Actually I think this is country neutral. Italy has physical possession of Amanda Knox. They can make sure she get shanked in the shower and bleeds out today. The question is not one of what can Italy do, but rather what things look like in terms of their justice system.

I don't think there is much support for Amanda within the EU, we don't disagree there. On the other hand Italy gains zero from holding her. The questions related to the Italian justice system, both within Italy and within the EU are serious and do involve America.
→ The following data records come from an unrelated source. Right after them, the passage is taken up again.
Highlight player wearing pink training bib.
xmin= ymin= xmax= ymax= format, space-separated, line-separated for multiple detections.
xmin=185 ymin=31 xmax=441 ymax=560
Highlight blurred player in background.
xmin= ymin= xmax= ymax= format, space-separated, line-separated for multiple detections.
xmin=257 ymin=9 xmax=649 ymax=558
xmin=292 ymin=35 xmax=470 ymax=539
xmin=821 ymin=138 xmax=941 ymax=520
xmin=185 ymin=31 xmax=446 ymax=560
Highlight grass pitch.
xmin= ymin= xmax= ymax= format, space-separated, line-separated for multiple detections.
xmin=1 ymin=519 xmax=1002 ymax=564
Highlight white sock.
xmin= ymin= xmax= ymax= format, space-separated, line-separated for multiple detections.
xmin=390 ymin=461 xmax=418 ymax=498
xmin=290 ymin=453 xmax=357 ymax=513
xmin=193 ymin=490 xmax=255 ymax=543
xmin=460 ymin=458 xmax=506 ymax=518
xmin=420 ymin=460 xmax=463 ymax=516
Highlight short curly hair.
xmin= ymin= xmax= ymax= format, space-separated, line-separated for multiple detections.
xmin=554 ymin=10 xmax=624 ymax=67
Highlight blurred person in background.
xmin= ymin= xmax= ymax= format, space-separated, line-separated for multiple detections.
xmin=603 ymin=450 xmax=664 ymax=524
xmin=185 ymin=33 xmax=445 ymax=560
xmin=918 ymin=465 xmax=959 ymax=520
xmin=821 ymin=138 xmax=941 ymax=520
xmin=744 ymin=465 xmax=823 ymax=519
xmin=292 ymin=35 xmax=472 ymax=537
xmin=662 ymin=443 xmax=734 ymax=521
The Amanda Knox case lowers support for the Italian justice system within the United States. It starting to have an effect with the EU because the irregularities and dangers of the system are being exposed through this case. That doesn't change the issue of physical possession one bit. Nick Berg prior to his beheading has a lengthy statement of charges read against him that he was evidentially found guilty of. The Italians don't need to prove they have the physical capacity to execute Amanda Knox, of course they do. What they need to do is prove that her imprisonment is a moral act, and that comes from America not Italy.
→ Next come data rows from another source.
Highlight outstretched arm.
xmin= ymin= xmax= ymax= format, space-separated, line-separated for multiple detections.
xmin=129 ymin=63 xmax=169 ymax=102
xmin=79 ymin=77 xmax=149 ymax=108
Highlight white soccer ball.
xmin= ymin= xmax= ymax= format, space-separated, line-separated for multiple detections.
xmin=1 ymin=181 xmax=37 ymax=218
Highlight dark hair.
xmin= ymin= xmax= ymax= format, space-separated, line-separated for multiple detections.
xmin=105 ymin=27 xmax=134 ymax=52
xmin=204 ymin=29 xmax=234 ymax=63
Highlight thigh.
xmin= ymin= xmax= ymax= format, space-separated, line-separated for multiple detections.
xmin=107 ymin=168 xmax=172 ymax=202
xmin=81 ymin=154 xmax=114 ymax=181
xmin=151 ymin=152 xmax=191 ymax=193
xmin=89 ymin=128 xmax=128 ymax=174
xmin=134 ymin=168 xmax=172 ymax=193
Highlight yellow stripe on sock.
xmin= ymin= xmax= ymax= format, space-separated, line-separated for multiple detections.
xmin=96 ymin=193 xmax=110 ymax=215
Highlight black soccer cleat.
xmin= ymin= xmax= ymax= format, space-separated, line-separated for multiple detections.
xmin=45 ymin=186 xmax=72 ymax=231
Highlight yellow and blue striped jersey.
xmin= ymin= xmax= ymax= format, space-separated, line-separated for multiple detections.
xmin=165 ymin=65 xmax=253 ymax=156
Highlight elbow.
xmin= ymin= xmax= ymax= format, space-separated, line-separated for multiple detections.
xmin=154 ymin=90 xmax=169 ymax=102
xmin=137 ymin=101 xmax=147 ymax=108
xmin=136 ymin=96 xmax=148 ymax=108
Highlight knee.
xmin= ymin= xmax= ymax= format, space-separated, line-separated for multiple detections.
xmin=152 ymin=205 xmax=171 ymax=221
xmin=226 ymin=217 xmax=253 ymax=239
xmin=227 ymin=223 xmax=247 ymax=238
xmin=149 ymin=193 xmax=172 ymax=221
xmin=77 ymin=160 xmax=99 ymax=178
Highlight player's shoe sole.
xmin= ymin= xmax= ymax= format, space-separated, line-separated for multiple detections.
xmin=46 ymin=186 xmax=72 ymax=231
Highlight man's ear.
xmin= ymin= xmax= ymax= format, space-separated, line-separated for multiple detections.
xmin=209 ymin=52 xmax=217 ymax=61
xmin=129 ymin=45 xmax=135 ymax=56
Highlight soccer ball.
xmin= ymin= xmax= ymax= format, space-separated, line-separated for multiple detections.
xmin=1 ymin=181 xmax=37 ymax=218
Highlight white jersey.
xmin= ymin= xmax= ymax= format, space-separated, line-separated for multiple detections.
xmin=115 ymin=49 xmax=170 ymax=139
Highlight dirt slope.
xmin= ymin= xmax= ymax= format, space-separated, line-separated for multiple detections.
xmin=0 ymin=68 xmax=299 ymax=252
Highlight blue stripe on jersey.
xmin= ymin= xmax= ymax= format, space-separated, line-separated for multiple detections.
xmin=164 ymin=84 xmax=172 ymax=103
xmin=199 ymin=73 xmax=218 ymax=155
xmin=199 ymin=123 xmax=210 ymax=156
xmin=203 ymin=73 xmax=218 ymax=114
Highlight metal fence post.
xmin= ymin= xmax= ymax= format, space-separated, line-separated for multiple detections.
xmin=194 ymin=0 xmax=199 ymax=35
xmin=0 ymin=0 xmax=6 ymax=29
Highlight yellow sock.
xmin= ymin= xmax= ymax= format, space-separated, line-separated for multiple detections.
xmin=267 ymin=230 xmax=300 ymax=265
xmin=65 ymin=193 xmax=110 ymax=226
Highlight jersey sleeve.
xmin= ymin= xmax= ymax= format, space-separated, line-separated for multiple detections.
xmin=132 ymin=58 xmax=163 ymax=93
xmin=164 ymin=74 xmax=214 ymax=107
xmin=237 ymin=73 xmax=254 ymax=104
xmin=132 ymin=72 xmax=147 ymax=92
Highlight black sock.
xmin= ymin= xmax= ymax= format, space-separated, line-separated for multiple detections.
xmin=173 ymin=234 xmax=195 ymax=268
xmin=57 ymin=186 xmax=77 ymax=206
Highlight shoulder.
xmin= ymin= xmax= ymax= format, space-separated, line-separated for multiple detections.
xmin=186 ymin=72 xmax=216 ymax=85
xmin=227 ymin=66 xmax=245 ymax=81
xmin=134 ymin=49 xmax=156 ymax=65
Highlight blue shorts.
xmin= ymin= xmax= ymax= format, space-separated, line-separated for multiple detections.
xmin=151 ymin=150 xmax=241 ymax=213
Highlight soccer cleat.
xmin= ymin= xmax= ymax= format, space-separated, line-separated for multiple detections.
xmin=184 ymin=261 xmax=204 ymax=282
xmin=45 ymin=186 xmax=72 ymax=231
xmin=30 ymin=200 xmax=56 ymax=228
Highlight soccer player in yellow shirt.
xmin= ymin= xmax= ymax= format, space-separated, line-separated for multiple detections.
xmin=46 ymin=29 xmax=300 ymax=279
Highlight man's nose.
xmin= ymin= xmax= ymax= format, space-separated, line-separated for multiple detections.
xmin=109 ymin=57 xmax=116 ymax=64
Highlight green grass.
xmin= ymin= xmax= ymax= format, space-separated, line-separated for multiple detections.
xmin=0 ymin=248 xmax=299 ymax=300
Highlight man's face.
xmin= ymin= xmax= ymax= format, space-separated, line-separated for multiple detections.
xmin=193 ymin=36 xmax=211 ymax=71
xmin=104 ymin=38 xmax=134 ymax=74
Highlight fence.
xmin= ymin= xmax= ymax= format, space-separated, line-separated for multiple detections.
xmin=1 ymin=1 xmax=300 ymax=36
As for the USA justice system its a total disaster rightly attacked at home and abroad. It has elements that are fantastic, but terrible execution. And certainly many of the problems that Amanda faced are problems that people in the US face. This case is useful in that it exposes problems that are endemic throughout the criminal justice system. Some of the problems are unique to Italy. For example the fact that she didn't have a right to a speedy trial. Or that the there is not a proper distinction made between accessory and primary in a violent crime.

Shayden2010 said...

Dear Paul,

I have seen more than enough to say that people and the italian goverment is hiding the actual truth from amanda knox, thelied about her having a sexual deiase that not only was false but couldn't have been true, they abused her in a manner she had to lie about killing that girl because she was guilted into it and the police there believe in abusive ways on thier prisoners which is illegal in thirt country, but because they are police officers they think they can get away with it, they already thought she was gulity the momnet they saw her pictures cannot say she did it and the roommates, where were they when this happen??? they live in that very house and say they saw nothing wrong, what the hell?? I am no crimmal expert but thier are a lot of errors in the edience collected from the itlain police and their team, no has the proof she did it and the roommates statements make no sense, i bet the police made them lie so the story would help them believe amanda knox was guilty....she should have real experts evaluate her and not people who judge before seeing the real facts, amanda could have cut herself on the knife weeks before anything and this girl isnt guilty of crap....help her prove that she didnt do this!!!!

Vera Keil said...

I agree with what I understand to be your points, CD-Host. I fear for Amanda's safety in prison and disagree with villifying Italy or the police until she is OUT, but I hope her high profile may be her security.

Frank Sfarzo's recent posts on the case and the Italian judiciary are white-hot with fervor and facts.

I have no idea what will happen in the appeals, but just hope Hellman values his integrity and reputation in general more than his immediate career--his place in the system, in other words.